34. Para ayudar, en alguna medida, a la conciencia moral de los católicos, trataremos ahora algunos puntos que creemos importantes y urgentes para la formación de una recta conciencia ética, sin pretender ofrecer una fundamentación sistemática de la moral cristiana. Esperamos que estas páginas podrán iluminar algunos aspectos de la dimensión moral del hombre y contribuir a que esa dimensión no quede a merced de dictados externos, de exigencias meramente legales o de apreciaciones puramente subjetivas.


Dios, creador y salvador

35. La moral cristiana no comienza planteando al creyente el imperativo categórico de la ley sino apelando a Dios creador y salvador y a su amor por los hombres. Para una visión cristiana, sólo Dios da respuesta cabal a las aspiraciones profundas del hombre. El hombre contemporáneo, como ya hemos dicho, no logrará regenerarse ética y humanamente sin la recuperación de la realidad de Dios y de su significación iluminadora y consumadora de la condición humana.


El hombre, imagen de Dios

36. El hombre ha sido creado a «imagen de Dios» (Cfr. Gn 1, 26-27). Es esta la clave más profunda de la moral cristiana. Todo hombre es querido y afirmado por Dios de una manera única y personal «el hombre es la única criatura terrestre a la que Dios ha amado por sí misma» (GS n. 23). De su condición de «imagen de Dios» brota la raíz de su dignidad como hombre y del respeto que se le debe.
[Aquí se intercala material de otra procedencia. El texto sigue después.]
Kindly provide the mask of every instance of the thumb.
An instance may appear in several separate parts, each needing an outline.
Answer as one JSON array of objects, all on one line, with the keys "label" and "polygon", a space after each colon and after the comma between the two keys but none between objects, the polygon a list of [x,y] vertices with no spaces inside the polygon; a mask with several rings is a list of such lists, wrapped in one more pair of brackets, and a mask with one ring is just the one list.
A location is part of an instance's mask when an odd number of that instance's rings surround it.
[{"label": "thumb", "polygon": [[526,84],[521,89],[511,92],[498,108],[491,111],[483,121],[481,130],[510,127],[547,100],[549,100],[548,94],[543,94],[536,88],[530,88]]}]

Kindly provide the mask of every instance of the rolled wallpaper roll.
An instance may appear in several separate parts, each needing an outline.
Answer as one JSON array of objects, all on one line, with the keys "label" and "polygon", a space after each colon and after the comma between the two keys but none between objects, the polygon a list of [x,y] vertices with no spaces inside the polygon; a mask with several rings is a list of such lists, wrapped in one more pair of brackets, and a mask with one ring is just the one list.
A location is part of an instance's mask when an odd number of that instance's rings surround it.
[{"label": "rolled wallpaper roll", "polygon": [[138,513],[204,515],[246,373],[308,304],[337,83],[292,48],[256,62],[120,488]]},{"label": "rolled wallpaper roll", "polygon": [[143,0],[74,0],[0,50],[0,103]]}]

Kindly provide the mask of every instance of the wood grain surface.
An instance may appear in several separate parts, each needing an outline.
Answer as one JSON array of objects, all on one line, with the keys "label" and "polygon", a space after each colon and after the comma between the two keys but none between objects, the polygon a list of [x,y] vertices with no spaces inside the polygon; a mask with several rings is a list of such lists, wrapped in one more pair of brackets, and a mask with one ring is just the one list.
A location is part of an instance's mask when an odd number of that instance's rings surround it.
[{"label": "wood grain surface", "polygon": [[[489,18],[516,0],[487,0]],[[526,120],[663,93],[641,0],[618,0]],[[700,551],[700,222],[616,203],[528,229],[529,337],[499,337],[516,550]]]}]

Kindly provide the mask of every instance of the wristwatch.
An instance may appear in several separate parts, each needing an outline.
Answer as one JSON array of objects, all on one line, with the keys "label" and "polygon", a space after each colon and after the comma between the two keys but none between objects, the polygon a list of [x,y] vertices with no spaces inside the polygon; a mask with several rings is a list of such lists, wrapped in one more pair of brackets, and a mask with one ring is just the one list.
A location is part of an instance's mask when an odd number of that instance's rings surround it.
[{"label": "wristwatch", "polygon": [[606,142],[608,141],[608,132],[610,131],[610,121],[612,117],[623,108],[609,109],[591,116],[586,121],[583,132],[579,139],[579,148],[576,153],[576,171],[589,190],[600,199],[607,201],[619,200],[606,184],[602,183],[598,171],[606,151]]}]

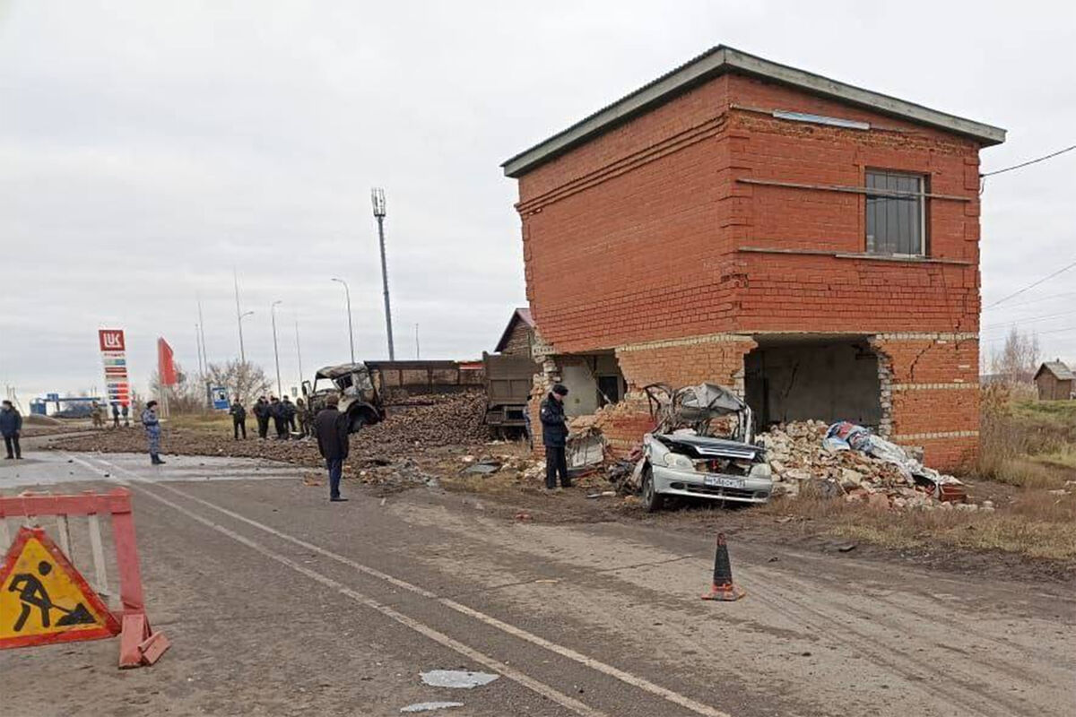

Hecho a semejanza de su Creador, el hombre vive ante su Señor como un sujeto personal llamado por El para que le conozca y le ame: este es su fin último; el comportamiento moral del hombre ha de orientarse hacia esa meta.

Pero, además, el hombre se asemeja a Dios principalmente porque «el Creador lo hizo según el modelo de su Hijo Jesucristo, que es la verdadera y original imagen de Dios, por quien Dios Padre ha creado todas las cosas… Jesucristo es, efectivamente, el corazón y el centro, el principio y el fin del designio amoroso de Dios sobre el hombre y la creación» (Cat. lll. pág. 120-121) y, por lo tanto, el principio originario y Ia norma suprema de toda conducta humana.

Dios mismo ha dado al hombre la misión de representarle en medio del mundo, haciéndole cooperador suyo en la trasmisión y defensa de la vida y en la protección y progreso de la creación y constituyéndole intérprete inteligente de su plan creador (cfr. Gn 1,28-30). Esta condición del hombre implica su respuesta libre a la interpelación que le viene de Dios. Aquí radica que el hombre sea constitutivamente responsable, porque para serlo ha de responder ante Dios de sí mismo, de su relación con los otros y con el mundo. La incomparable dignidad del hombre culmina en el hecho de haber sido invitado a ser interlocutor responsable del mismo Dios y, consiguientemente, a entrar en comunión de vida y amor con El y con los demás.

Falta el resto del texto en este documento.